The Mildred Lane Kemper Art Museum at Washington University in St. Louis will unveil a suite of five new galleries Feb. 7, during the opening reception for its spring exhibitions.
Situated on the museum’s lower level, the new galleries were designed by Escher GuneWardena Architecture of Los Angeles, in partnership with Trivers of St. Louis. Together, they encompass more than 2,500 square feet of exhibition space.
Last fall, the museum debuted its new James M. Kemper Gallery, which highlights postwar and contemporary art, as well as a soaring new light-filled lobby and a new 34-foot-tall stainless-steel facade. Those elements were designed by Philadelphia firm KieranTimberlake as part of the university’s $360 million East End Transformation. In all, the museum has roughly doubled the space for display of the permanent collection since renovations began in May 2017.
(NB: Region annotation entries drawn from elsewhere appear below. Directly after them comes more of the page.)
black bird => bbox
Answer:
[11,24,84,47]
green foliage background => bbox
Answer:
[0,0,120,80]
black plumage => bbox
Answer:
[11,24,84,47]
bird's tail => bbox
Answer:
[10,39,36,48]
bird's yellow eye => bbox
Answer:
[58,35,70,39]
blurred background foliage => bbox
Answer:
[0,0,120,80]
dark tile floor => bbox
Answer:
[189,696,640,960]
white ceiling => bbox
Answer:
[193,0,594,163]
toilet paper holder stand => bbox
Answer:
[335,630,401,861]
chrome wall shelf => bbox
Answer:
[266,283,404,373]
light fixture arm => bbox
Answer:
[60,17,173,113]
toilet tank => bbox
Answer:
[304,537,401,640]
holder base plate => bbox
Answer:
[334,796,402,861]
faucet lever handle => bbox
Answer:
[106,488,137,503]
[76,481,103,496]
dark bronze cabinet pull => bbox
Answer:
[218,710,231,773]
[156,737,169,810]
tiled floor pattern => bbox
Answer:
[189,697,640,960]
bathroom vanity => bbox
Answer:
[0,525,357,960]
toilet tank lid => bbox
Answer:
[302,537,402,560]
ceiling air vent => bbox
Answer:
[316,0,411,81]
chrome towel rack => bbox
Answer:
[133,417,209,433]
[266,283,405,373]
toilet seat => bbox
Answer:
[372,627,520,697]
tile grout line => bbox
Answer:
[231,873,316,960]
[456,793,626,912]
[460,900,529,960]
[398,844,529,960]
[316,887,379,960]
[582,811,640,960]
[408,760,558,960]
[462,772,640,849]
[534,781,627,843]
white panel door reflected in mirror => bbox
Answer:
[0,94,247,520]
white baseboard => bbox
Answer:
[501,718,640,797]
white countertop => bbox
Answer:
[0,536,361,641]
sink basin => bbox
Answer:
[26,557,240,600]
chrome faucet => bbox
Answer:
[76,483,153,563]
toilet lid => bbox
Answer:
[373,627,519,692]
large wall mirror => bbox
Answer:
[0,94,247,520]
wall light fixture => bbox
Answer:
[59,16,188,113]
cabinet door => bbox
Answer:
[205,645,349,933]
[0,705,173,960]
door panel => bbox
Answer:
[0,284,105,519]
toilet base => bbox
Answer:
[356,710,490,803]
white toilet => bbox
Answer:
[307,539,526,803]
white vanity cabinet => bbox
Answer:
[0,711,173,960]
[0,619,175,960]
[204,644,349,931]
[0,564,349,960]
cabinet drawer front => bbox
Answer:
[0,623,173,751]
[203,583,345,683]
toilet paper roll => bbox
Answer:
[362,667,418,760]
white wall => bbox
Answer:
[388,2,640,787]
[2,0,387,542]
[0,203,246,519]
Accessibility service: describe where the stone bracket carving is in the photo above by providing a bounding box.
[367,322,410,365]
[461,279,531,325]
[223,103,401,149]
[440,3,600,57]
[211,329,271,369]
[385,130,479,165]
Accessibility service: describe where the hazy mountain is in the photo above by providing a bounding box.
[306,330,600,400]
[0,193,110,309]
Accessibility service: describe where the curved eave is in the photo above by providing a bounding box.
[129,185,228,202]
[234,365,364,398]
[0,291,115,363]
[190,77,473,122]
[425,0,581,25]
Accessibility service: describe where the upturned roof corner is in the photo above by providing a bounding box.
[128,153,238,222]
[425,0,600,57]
The five new lower-level spaces include:
Teaching Gallery. Previously located on the museum’s second floor, the expanded Teaching Gallery presents guest-curated selections from the collection in conjunction with curricular programs across campus. Opening Feb. 7 will be “Truths and Reckonings: The Art of Transformative Racial Justice,” curated by Geoff Ward, associate professor of African and African-American Studies in Arts & Sciences. The exhibition is held in conjunction with Ward’s spring seminar “Monumental Anti-Racism.”
Video Gallery. The museum’s first permanent space devoted to time-based media, the Video Gallery will open with a compilation of three videos by the Argentine artist Tomás Saraceno: “Aerocene Tata Inti — Event Horizon — Aerocene, Launches at White Sands.” The videos complement Saraceno’s site-specific commission “Cosmic Filaments” (2019), a permanent installation that debuted in the new lobby last fall.
Works on Paper Galleries. These two adjacent galleries will feature prints, drawings and photographs spanning six centuries from the museum’s collection. The inaugural displays will highlight American and European landscapes, still lifes and portraiture, from the Northern Renaissance to experimental art of the 21st century.
Stair Gallery. This new gallery will facilitate public access to seldom-seen historical objects from the collection. The inaugural selection of ancient Greek vessels offers a rare glimpse of the chronological, geographic, functional and stylistic variety of ancient Greek painted pottery — a central feature of the museum’s collection of antiquities — on extended display for the first time.
Also debuting Feb. 7 will be “Multiplied: Edition MAT and the Transformable Work of Art, 1959–1965.” On view through April 19, “Multiplied” presents a dynamic snapshot of experimental art of the post-World War II era. The reception is free and open to the public from 7 to 9 p.m.
Regular museum hours are 11 a.m.–5 p.m. Mondays and Wednesdays through Sundays. The museum is closed Tuesdays.